The IIP routine receives an identifier for the business object and an identifier for the command (In both cases the identifier is the user object name / type parameter which can be viewed on the identification tab sheet for the business object or command), the user profile, and the identifying keys for the business object instance.
(A special case is if avCheckInstanceAuth is invoked by a filter. In this case no identifier for the command is specified).
See the source of UF_SYSTM, method avCheckInstanceAuth, for details.
The IIP routine could be changed to do something like FETCH a security record for this user profile, business object, command, and business object instance. Based on this security record it can return OK or ER.
The IIP routine returns a result as OK or ER. When the Framework is run in a mode other than design, the Framework will evaluate the IIP routine for each business object instance, and automatically display or hide the commands appropriate to that business object instance and user.
The security of the avCheckInstanceAuth IIP routine is additive with the Framework security - If the Framework's security says that the user is not authorized to the object (application/business object/command reference), OR the IIP routine says that the user is not authorized to the command for that instance of the business object, the command won't be displayed for that user.
If you want to, you can access avCheckInstanceAuth from the code in your filters and command handlers, and alter their behaviour based on the returned "additional information parameter".
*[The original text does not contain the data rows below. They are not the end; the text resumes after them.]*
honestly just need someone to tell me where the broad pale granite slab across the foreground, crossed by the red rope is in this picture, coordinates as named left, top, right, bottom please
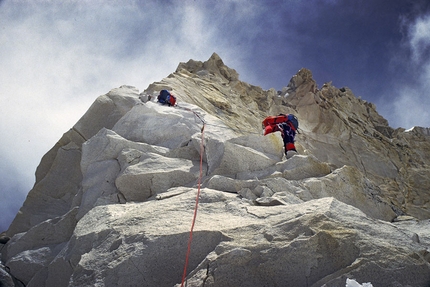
left=7, top=191, right=430, bottom=286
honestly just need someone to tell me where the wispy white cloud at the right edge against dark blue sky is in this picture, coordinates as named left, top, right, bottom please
left=378, top=14, right=430, bottom=129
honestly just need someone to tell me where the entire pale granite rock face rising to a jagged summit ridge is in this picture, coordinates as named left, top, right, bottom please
left=0, top=54, right=430, bottom=286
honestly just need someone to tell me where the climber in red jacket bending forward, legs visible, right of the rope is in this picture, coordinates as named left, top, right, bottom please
left=263, top=114, right=299, bottom=159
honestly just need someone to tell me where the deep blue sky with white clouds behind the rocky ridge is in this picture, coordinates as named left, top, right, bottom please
left=0, top=0, right=430, bottom=232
When you invoke avCheckInstanceAuth from a filter you are validating the instance of the business object (for any command). Based on the return code and the additional information parameter the filter could decide (for example) which of the data selected from the database should get added to the instance list.
When you invoke avCheckInstanceAuth from a command handler you are validating a command reference (a Framework/application/business object - command combination) for a particular business object instance. For the command to be available for this business object instance, the IIP routine must have returned OK for this command reference and business object instance, but it could also return the additional information parameter. The command handler could use this parameter to allow (instance by instance) some users to edit all fields while restricting other users to work with a reduced set of fields, or view only access.